Last year the FCA issued a survey to firms with full pension transfer permissions asking them to provide information on their business models, charges, compliance processes and sources of business from April 2015 to September 2018.
The financial watchdog published the results of the survey in June 2019, with director of supervision Megan Butler telling PA at the time "we will be closing down firms [as a result of the findings]".
Following the results, the FCA visited firms it considered to be of higher risk or very active in the sector.

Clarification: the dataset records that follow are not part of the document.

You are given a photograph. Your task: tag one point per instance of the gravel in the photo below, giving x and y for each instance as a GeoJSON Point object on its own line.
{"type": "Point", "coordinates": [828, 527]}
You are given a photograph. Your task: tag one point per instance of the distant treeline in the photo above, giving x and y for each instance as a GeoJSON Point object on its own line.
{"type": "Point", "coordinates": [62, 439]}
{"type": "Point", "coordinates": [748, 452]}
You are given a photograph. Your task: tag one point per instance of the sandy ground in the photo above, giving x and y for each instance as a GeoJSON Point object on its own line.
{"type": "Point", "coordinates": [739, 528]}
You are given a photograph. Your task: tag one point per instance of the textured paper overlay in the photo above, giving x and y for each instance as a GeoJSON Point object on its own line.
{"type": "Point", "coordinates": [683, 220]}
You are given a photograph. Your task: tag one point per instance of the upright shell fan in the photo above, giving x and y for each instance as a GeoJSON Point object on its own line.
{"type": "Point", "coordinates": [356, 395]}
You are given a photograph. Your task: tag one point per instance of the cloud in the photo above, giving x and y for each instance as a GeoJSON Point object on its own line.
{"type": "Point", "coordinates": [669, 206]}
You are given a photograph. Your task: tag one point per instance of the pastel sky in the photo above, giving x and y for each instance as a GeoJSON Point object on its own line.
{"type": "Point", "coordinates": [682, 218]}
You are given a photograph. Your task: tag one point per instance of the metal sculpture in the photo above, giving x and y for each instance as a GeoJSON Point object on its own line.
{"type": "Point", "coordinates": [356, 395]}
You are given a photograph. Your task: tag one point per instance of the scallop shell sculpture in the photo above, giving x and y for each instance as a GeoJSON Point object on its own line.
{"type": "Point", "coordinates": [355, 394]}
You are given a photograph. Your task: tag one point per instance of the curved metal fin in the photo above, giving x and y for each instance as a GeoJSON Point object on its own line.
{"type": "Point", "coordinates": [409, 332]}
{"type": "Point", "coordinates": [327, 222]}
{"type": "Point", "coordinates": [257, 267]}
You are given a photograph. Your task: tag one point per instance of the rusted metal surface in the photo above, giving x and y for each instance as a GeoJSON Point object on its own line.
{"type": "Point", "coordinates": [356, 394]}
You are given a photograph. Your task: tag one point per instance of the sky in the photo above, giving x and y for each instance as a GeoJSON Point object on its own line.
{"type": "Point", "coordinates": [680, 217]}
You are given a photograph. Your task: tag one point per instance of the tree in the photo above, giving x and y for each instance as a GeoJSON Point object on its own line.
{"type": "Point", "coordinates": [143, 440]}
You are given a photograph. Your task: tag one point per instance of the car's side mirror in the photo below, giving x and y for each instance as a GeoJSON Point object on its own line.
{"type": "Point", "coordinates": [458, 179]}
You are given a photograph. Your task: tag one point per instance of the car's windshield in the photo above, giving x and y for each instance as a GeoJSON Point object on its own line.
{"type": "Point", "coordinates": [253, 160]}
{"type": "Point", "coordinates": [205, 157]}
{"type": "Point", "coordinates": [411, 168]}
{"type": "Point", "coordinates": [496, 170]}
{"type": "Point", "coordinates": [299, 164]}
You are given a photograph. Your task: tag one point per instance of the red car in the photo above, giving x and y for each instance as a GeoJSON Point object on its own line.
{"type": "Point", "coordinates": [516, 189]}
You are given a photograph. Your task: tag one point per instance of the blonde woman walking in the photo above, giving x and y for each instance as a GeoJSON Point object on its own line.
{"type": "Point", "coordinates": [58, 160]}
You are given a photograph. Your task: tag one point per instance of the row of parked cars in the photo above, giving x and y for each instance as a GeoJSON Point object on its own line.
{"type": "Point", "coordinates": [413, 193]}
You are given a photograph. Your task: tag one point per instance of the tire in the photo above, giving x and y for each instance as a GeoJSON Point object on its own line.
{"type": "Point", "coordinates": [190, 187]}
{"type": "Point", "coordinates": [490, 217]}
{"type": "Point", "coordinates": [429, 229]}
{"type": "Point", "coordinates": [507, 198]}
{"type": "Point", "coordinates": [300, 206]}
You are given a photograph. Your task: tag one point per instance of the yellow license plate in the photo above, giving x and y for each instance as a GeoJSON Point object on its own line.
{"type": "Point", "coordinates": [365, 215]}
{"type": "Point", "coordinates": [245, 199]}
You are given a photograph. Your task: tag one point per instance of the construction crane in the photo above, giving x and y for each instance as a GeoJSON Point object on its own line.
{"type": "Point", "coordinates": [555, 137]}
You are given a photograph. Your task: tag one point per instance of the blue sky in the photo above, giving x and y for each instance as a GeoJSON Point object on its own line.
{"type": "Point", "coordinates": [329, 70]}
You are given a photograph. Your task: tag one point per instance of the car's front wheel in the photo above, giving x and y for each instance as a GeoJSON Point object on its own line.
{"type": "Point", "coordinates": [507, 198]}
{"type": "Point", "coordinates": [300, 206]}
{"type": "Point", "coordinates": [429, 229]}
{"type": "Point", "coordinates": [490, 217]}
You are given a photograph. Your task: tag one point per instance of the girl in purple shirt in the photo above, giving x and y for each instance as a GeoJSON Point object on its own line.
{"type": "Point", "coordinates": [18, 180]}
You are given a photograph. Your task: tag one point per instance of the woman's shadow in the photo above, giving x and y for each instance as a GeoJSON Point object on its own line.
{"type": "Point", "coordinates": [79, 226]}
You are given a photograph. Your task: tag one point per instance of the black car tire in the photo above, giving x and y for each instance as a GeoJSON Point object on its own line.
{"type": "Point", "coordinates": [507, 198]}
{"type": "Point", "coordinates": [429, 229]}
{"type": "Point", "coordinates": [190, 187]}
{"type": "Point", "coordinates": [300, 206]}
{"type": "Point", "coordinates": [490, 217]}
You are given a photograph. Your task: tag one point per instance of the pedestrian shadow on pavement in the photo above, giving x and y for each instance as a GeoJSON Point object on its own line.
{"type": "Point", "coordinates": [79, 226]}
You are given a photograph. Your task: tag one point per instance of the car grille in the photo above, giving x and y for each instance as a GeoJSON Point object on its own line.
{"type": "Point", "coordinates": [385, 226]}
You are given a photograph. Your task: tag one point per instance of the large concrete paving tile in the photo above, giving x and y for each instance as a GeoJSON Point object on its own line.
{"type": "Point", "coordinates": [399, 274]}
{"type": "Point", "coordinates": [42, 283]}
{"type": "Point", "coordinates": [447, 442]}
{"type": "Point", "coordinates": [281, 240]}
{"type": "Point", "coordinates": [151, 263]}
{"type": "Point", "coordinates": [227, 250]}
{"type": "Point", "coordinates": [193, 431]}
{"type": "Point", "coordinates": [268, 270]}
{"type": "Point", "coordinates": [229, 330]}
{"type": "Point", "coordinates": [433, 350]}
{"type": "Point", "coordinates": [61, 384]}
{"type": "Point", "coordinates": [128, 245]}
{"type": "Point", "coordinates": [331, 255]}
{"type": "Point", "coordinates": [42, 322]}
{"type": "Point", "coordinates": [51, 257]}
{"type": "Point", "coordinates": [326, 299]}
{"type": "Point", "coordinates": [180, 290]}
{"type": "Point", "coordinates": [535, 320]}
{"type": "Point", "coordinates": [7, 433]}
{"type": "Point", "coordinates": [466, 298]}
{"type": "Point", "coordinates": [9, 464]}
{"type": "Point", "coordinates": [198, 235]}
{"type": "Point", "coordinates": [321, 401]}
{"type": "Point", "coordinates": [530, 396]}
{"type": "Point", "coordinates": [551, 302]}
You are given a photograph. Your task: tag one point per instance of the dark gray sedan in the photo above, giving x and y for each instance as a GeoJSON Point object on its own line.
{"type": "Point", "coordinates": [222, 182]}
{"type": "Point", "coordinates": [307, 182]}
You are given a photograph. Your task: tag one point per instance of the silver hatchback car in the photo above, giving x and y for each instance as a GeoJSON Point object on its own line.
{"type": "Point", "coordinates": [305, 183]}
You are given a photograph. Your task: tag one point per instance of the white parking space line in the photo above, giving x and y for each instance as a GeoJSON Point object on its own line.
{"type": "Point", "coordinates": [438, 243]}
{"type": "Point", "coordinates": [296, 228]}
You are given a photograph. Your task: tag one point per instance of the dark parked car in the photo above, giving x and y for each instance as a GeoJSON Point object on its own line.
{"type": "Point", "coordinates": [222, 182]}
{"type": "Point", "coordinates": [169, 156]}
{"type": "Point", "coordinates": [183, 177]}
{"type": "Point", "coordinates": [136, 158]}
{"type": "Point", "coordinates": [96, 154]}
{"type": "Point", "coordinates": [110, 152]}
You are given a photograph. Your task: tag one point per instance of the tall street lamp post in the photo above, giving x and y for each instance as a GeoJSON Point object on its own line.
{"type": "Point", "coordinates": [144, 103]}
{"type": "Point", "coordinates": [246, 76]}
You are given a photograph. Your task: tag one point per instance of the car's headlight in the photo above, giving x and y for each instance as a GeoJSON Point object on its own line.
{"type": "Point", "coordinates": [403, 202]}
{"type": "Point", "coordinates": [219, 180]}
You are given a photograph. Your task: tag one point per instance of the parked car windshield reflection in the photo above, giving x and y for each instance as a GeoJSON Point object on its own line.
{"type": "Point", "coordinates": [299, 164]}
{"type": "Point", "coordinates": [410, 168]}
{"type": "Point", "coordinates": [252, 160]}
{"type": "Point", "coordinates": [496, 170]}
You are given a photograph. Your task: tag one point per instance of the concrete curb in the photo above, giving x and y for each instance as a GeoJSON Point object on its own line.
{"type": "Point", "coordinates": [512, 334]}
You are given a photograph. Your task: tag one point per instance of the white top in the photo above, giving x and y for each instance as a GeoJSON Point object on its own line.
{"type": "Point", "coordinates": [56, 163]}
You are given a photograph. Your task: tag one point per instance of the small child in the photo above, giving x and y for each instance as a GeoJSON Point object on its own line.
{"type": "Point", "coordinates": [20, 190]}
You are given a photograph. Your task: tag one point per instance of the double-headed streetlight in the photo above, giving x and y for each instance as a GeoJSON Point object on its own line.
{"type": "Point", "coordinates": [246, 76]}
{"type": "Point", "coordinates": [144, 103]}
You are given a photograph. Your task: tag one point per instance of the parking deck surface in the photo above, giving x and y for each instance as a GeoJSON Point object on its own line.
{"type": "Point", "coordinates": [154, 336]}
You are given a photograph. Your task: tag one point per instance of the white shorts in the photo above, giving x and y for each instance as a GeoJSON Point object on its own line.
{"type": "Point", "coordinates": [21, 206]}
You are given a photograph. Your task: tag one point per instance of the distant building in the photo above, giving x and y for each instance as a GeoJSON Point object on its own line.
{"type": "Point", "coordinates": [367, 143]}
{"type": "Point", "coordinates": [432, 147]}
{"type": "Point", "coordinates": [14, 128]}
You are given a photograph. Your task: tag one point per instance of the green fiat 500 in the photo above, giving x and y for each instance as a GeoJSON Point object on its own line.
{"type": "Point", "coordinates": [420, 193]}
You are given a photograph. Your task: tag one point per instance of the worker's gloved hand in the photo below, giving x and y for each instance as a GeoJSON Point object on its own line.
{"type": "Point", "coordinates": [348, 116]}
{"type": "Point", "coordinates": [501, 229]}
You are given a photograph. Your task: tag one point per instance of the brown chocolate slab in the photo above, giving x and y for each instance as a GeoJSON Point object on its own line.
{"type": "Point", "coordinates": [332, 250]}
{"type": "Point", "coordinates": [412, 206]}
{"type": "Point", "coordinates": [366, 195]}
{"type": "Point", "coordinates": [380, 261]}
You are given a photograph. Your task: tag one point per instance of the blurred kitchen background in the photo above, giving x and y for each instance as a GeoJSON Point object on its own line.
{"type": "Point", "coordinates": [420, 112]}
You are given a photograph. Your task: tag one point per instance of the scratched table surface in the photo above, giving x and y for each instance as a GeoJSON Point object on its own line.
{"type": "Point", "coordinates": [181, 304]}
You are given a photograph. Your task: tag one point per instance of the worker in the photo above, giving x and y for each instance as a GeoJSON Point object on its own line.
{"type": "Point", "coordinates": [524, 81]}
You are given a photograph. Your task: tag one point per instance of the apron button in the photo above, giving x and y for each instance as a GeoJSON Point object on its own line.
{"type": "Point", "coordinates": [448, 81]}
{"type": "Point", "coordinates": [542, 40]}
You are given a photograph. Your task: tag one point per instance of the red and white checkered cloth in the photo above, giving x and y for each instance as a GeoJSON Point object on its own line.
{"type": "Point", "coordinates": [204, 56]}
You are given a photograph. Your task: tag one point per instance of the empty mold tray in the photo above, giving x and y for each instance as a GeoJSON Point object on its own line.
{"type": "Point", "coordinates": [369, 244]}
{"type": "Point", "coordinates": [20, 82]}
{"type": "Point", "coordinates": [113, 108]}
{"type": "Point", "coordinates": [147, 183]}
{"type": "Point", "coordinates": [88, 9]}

It is now in the process of writing to other firms it deemed to not require an immediate FCA visit but viewed as a potential risk to clients because of aspects of their defined benefit (DB) process.
The seven key concerns outlined in the FCA's letters related to the volume of transfers, the conversation rate, insistent clients, income from DB business, unauthorised introducers, transfers per pension transfer specialist and expensive solutions.
Since the letter, threesixty said it received hundreds of calls and emails in relation to the letters and has consequently written a guide for firms on how to respond should a firm receive the regulator's letter.
The guide, which is available now, explored the FCA's concerns and suggested points to consider when a firm drafts its response. It also included some tips to keep in mind and highlighted the pitfalls to avoid.
Threesixty compliance director Gary Crossley said in particular firms did not record their management information properly in the survey, especially where an actual or a pseudo triage had taken place, leading to a number of firms unintentionally misrepresenting their position when submitting their initial data to the FCA.
"Should you receive a letter, it's important that you carefully consider your response and act promptly," he said. "We've produced this guide to provide a steer on how best to approach your response, put your firm across in the best light and alleviate any concerns the FCA may have with your firm. To do this, it's essential that you provide the regulator with the information they are looking for, and in the right context."
Crossley said the ultimate goal of the response is to achieve closure with the FCA. However, it is likely many firms will need to consider taking remedial action.
He added: "Some firms are worried that any admission to the FCA and professional indemnity (PI) insurers gives a bad impression, but it's important that they are entirely transparent with the regulator and their PI insurers. The FCA's focus is on the potential for consumer harm, not necessarily poor record keeping at this point."